[Previous: What's New] [Contents] [Next: Terrier Components]

Installing and Running Terrier

If you are interested to use Terrier straight away in order to index and retrieve from standard test collections, then you may follow the steps described below. We provide step-by-step instructions for the installation of Terrier on Linux and Windows operating systems and guide you through your first indexing and retrieval steps on the TREC WT2G test collection.

Terrier Requirements

Terrier's single requirement consists of an installed Java JRE 1.6.0 or higher. You can download the JRE, or the JDK (if you want to develop with Terrier, or run the web-based interface), from the Java website.

Download Terrier

A copy of Terrier version 3.6 can be downloaded from the following location: [Terrier Home]. The site offers pre-compiled releases of the newest and previous Unix and Windows versions of Terrier.

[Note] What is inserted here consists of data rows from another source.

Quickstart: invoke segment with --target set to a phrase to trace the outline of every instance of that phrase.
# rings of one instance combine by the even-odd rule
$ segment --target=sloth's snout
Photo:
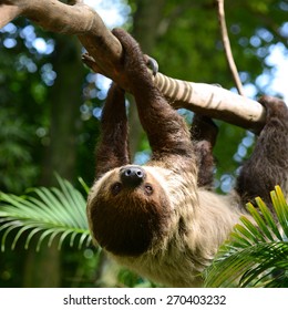
[[[146,174],[140,166],[125,166],[120,169],[120,177],[123,185],[134,187],[145,179]]]

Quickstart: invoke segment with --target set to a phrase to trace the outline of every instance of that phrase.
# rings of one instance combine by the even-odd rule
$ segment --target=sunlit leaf
[[[24,248],[37,239],[37,250],[48,239],[48,246],[58,241],[59,248],[65,240],[78,247],[91,244],[86,220],[86,203],[82,194],[68,180],[58,176],[60,188],[32,188],[25,196],[0,194],[0,231],[3,230],[1,250],[6,248],[7,237],[14,234],[11,248],[24,236]],[[82,184],[84,182],[82,180]]]

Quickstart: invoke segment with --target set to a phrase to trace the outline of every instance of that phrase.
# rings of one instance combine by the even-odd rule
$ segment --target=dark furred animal
[[[258,195],[269,203],[277,184],[288,194],[287,107],[276,99],[261,100],[267,123],[254,154],[236,192],[217,195],[212,190],[217,128],[197,115],[189,132],[153,85],[138,44],[123,30],[113,33],[123,45],[121,74],[135,96],[152,158],[143,166],[131,164],[124,92],[113,84],[88,200],[93,239],[116,261],[156,282],[200,286],[200,272],[239,216],[247,215],[245,203]]]

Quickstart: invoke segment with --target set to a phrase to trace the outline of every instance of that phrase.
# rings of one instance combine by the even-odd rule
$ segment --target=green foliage
[[[288,204],[277,186],[271,192],[274,214],[257,198],[256,209],[235,226],[206,270],[207,287],[288,287]]]
[[[25,249],[33,237],[38,238],[37,250],[48,238],[48,246],[53,240],[59,249],[64,240],[72,247],[78,239],[79,249],[91,244],[85,214],[86,203],[82,194],[73,186],[58,177],[60,189],[33,188],[25,196],[0,194],[0,231],[4,231],[1,249],[12,230],[17,230],[11,248],[14,249],[21,236],[24,236]],[[56,238],[58,237],[58,238]]]

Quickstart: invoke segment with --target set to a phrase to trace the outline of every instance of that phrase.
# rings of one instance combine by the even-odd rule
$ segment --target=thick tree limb
[[[89,52],[89,65],[128,90],[127,81],[121,75],[120,42],[99,14],[82,1],[68,6],[58,0],[0,0],[0,27],[19,14],[45,30],[78,35]],[[258,130],[264,124],[265,111],[258,102],[227,90],[202,83],[177,82],[160,73],[155,84],[175,107],[186,107],[245,128]]]

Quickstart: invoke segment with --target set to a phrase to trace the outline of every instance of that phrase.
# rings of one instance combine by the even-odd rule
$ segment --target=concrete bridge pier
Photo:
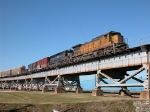
[[[143,65],[146,69],[146,80],[144,81],[144,91],[140,92],[140,99],[150,100],[150,46],[143,46],[142,51],[147,52],[147,64]]]
[[[92,91],[92,96],[103,96],[103,90],[101,90],[100,87],[99,87],[100,81],[102,81],[102,75],[100,75],[100,74],[97,72],[96,87],[95,87],[95,89]]]

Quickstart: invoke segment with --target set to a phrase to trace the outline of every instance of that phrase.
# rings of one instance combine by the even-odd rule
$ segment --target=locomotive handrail
[[[128,45],[129,48],[145,45],[145,44],[150,44],[150,37],[145,37],[145,38],[140,38],[135,41],[129,41]]]

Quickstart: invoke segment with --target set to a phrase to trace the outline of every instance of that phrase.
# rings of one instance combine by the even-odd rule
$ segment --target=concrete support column
[[[44,86],[44,87],[42,88],[42,93],[45,93],[45,92],[48,92],[48,87],[47,87],[47,86]]]
[[[103,90],[100,90],[100,89],[93,90],[92,96],[103,96]]]
[[[83,93],[83,89],[81,87],[76,88],[76,93]]]
[[[57,93],[63,93],[62,91],[62,78],[60,75],[58,75],[58,84],[57,84],[57,87],[55,88],[55,94]]]
[[[102,76],[97,73],[97,77],[95,77],[95,89],[92,91],[92,96],[103,96],[103,90],[100,89],[100,87],[98,86],[100,81],[102,80]]]

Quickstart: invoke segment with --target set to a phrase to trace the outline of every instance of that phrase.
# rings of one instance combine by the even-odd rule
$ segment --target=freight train
[[[72,47],[72,50],[65,50],[53,56],[43,58],[37,62],[18,68],[0,72],[0,77],[27,75],[43,70],[57,69],[87,60],[98,59],[111,54],[116,54],[128,49],[123,36],[119,32],[110,31],[106,34],[93,38],[84,44]]]

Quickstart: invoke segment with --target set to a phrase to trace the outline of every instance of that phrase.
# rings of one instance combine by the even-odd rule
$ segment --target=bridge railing
[[[129,48],[150,44],[150,37],[140,38],[135,41],[128,41]]]

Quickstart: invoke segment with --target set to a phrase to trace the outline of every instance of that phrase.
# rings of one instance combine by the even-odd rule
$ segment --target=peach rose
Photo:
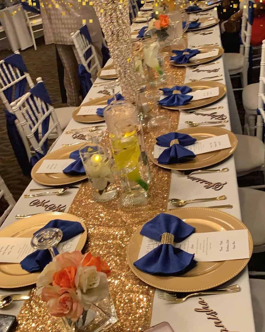
[[[102,261],[100,257],[94,257],[90,252],[88,252],[84,256],[81,262],[82,266],[91,266],[94,265],[96,267],[97,271],[106,273],[108,277],[110,274],[110,269],[107,263]]]
[[[161,30],[161,25],[159,20],[156,20],[154,23],[154,26],[157,30]]]
[[[158,19],[161,28],[166,28],[169,24],[169,19],[167,15],[161,14],[158,16]]]
[[[79,289],[76,292],[71,289],[44,287],[42,299],[47,302],[50,313],[56,317],[65,316],[76,322],[83,312],[81,292]]]
[[[53,286],[59,286],[65,288],[75,288],[75,279],[77,268],[69,266],[56,272],[53,276]]]

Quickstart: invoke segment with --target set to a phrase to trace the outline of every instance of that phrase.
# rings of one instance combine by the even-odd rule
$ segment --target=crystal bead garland
[[[123,95],[128,102],[136,104],[138,93],[132,58],[128,3],[122,0],[94,0],[93,5],[108,44]]]

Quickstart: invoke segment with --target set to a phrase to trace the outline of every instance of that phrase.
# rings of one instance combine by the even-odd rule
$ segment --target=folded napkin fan
[[[179,51],[178,50],[173,50],[172,52],[176,54],[170,57],[170,60],[174,61],[176,63],[187,63],[190,58],[195,56],[196,54],[200,53],[198,49],[191,49],[190,48],[186,48],[184,51]]]
[[[161,244],[133,263],[137,269],[150,274],[174,275],[186,272],[197,262],[194,254],[173,246],[189,236],[195,228],[174,215],[161,213],[143,225],[140,233]]]
[[[116,96],[116,99],[117,100],[123,100],[124,99],[123,96],[122,96],[120,93],[116,94],[115,95]],[[109,105],[111,103],[113,102],[113,100],[114,100],[114,97],[113,97],[110,99],[108,99],[107,103],[108,105]],[[106,106],[106,107],[107,107]],[[105,108],[106,107],[103,107],[103,108],[97,108],[96,112],[97,114],[100,117],[103,117],[103,113],[104,113],[104,110]]]
[[[192,21],[188,25],[188,29],[196,29],[198,28],[201,25],[200,22],[198,22],[199,19],[198,19],[196,21]],[[186,22],[182,22],[182,29],[184,29],[185,26],[186,25]]]
[[[60,219],[51,220],[39,230],[52,227],[60,228],[62,231],[63,237],[60,242],[69,240],[84,231],[80,222]],[[35,235],[36,232],[34,233],[33,235]],[[56,248],[54,248],[54,251],[56,254],[59,253]],[[51,256],[48,249],[37,250],[21,261],[20,265],[22,269],[31,273],[42,271],[52,260]]]
[[[91,150],[92,151],[96,149],[96,147],[95,146],[87,146],[84,148],[84,149],[86,149],[88,148],[91,149]],[[84,152],[86,152],[84,151]],[[85,173],[82,159],[80,157],[79,150],[76,150],[71,152],[69,157],[71,159],[75,159],[75,160],[63,170],[63,172],[64,173],[73,175],[79,175]]]
[[[145,32],[145,30],[148,28],[147,26],[143,27],[138,32],[138,34],[137,35],[137,38],[143,38],[143,35],[144,34],[144,33]]]
[[[198,7],[196,5],[194,5],[193,6],[190,6],[189,7],[186,8],[185,10],[188,13],[189,12],[196,12],[197,10],[201,10],[201,8]]]
[[[157,159],[159,164],[167,164],[186,161],[196,155],[184,147],[193,144],[197,140],[186,134],[169,132],[156,137],[156,143],[160,146],[168,146]]]
[[[192,96],[187,94],[192,91],[192,89],[187,85],[175,85],[171,88],[164,88],[160,90],[163,91],[164,95],[167,96],[158,101],[158,104],[162,106],[186,105],[193,98]]]

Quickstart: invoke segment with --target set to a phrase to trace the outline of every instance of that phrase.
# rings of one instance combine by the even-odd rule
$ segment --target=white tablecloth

Step by Step Unix Installation

After having downloaded Terrier, copy the file to the directory where you want to install Terrier. Navigate to this directory and execute the following command to decompress the distribution:

tar -zxvf terrier-3.6.tar.gz

This will result in the creation of a terrier directory in your current directory. Next we will have to make sure that you have the correct Java version available on the system. Type:

echo $JAVA_HOME

If the environment variable $JAVA_HOME is set, this command will output the path of your Java installation. (e.g. /usr/java/jre1.6.0). If this command shows that you have a correct Java version (1.6.0 or later) installed then your all done. If your system does not meet these requirements you can download a Java 1.6 from the JRE 1.6 download website and set the environment variable by including the following line either in your /etc/profile or ~/.bashrc files:

export JAVA_HOME="Absolute_Path_of_Java_Installation"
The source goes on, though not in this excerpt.